Phoenix has written some of the most sneakily perfect songs of the 2000s — sweet-tempered, a little nostalgic and always danceable. But as the band’s audiences grew, the thrills of its hooks and small musical moves escalated as well. Take a song like the opener, “Lisztomania,” built on a little tangle of muted guitar licks, gently carbonated electronics and kind of inscrutable lyrics. All fine things, these, but not necessarily the stuff of stadiums in themselves. But drop this song into a crowd of tens of thousands, and other things reveal themselves — a droll line like “I’m not easily offended / it’s not hard to let it go / from a mess to the masses” becomes a pop mission statement, especially when tied to such a buoyant, huge melody.

And the band has nailed the trick of translating its music to sprawling crowds — Mars gallivants like he owns the place, and bandmates Laurent Brancowitz, Christian Mazzalai and Deck D’Arcy clearly had the night of their lives swapping guitars and synths and tossing their great haircuts along to a syncopated strut.

When an indie sensation crosses over, it’s usually on the virtue of a singular sound that strikes at just the right time. For all of Phoenix’s skills at arranging and producing, there’s not really one thing you can pin the band down for, in the way that Arcade Fire does gang choruses or Vampire Weekend does a clean, chiming guitar.

What Phoenix has instead is one of the oldest virtues in rock — the band makes you feel sexier, suaver and more fascinating for having listened to it. At the Bowl, the neatly galloping drums of a tune such as “Girlfriend” felt like the foursome could spur you to try to find one that night. The sudden burst of keyboards on the chorus of “Lasso” hits with the joy of a crush returned.

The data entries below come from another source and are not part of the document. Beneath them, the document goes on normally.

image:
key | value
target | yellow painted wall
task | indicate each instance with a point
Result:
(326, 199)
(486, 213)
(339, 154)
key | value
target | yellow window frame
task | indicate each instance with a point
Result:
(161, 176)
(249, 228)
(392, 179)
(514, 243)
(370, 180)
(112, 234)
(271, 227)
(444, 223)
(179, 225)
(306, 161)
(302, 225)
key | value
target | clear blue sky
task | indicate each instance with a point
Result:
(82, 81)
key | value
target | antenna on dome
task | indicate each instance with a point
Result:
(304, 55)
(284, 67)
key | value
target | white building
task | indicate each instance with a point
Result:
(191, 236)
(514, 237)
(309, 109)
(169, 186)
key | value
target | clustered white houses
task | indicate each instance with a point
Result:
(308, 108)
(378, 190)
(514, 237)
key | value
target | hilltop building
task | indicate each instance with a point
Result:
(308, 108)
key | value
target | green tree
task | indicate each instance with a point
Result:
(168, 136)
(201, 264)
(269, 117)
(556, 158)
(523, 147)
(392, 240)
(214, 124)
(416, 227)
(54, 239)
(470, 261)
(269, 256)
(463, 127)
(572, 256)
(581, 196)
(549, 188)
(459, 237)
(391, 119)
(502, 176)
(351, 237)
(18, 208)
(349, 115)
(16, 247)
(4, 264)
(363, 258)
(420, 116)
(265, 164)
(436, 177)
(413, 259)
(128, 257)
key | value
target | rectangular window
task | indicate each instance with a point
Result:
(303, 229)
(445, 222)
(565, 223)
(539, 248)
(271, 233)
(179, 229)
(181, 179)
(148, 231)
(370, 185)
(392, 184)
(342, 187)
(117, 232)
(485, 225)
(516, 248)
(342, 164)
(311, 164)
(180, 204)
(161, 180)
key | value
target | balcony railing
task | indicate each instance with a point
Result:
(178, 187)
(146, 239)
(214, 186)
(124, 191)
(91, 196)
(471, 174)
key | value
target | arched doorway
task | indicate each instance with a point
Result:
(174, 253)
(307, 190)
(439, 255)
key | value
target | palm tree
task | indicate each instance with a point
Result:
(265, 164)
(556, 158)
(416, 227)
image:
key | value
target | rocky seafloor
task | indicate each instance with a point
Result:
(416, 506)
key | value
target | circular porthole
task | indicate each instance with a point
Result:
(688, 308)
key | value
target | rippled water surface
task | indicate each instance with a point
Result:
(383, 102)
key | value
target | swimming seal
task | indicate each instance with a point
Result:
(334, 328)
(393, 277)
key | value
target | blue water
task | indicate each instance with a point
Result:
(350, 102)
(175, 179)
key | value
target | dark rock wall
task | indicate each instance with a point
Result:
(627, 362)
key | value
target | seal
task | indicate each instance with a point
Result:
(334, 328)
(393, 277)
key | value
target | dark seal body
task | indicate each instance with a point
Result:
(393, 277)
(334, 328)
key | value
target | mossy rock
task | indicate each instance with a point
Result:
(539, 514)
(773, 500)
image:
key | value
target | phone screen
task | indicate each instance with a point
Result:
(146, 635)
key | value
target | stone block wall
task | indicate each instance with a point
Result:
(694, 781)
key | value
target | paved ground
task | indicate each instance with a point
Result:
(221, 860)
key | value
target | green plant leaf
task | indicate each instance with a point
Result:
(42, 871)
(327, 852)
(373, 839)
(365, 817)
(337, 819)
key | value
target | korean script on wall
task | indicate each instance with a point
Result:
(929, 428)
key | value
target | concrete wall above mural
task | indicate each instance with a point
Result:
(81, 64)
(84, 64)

Even the band’s sleeker, midtempo tunes, such as the falsetto-happy “Fences” or the disco-dripping “If I Ever Feel Better,” never felt bogged down, instead lending the set the vibe of a well-paced club night full of crescendos and breathers, including a moment where Mars took to the middle of the crowd for a tune in French. But, of course, by the time the band wrapped up with “1901,” it was consummating the real purpose of the evening — proving that Phoenix can take a vintage synth, a clangy mod guitar and weird drum stutter and make them all seem like part of the biggest song in the world.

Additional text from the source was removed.